Summary Evaluation Tool using Preferences
All dependecies can be installed by running the following command:
pip install -r requirements.txt
The project includes a file named Config.py. It is used to configure the paths to external tools. These include the Stanford NLP tagger and the word2vec dataset from Google. Stanfords NLP tagger is already configured and included in the project. You can download the Google word2vec news dataset from the following url: https://github.com/nishankmahore/word2vec-flask-api. After downloading the dataset you need to configure the path to the folder in the Config.py file.
python SETuP.py
Usage: SETuP.py [OPTIONS] COMMAND [ARGS]...
Options:
--help Show this message and exit.
Commands:
classify
train
For more information on the exact parameters look at the examples below.
To test how the training of a new model works you can run the script "test-training.sh", it includes the following command:
python SETuP.py train
--model="training-test"
--path-source-documents="Training Example Data/Source Documents/"
--path-system-summaries="Training Example Data/System Summaries/"
--path-reference-summaries="Training Example Data/Reference Summaries/"

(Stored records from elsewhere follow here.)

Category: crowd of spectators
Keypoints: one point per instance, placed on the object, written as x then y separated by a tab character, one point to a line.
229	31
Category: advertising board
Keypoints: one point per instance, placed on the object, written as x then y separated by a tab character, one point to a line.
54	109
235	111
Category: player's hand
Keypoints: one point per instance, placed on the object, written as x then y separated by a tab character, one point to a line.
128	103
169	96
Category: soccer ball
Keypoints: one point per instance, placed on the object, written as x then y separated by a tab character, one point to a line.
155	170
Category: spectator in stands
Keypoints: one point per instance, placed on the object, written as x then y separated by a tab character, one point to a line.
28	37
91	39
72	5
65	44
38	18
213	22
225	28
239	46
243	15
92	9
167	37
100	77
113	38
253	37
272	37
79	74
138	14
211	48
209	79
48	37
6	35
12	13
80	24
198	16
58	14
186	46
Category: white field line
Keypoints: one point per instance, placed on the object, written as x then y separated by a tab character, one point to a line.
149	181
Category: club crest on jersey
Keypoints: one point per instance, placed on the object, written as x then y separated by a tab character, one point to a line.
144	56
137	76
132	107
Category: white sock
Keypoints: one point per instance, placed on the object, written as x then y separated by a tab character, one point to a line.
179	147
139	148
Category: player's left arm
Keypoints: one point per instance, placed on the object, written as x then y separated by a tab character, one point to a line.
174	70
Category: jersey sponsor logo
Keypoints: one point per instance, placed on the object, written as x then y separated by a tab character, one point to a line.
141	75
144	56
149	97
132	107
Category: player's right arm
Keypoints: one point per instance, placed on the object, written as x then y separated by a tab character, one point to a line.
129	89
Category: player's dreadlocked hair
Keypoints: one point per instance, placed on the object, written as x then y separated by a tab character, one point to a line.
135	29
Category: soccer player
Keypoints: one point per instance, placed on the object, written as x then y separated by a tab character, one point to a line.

--path-system-summary-scores="Training Example Data/System Summary Scores/"
To test how the classification works you can run the script "test-classification.sh", it includes the following command:
python SETuP.py classify
--model="randomforest-tac-2008-2009.pkl"
--path-source-documents="Classification Example Data/Source Documents/"
--path-system-summaries="Classification Example Data/System Summaries/"
--path-reference-summaries="Classification Example Data/Reference Summaries/"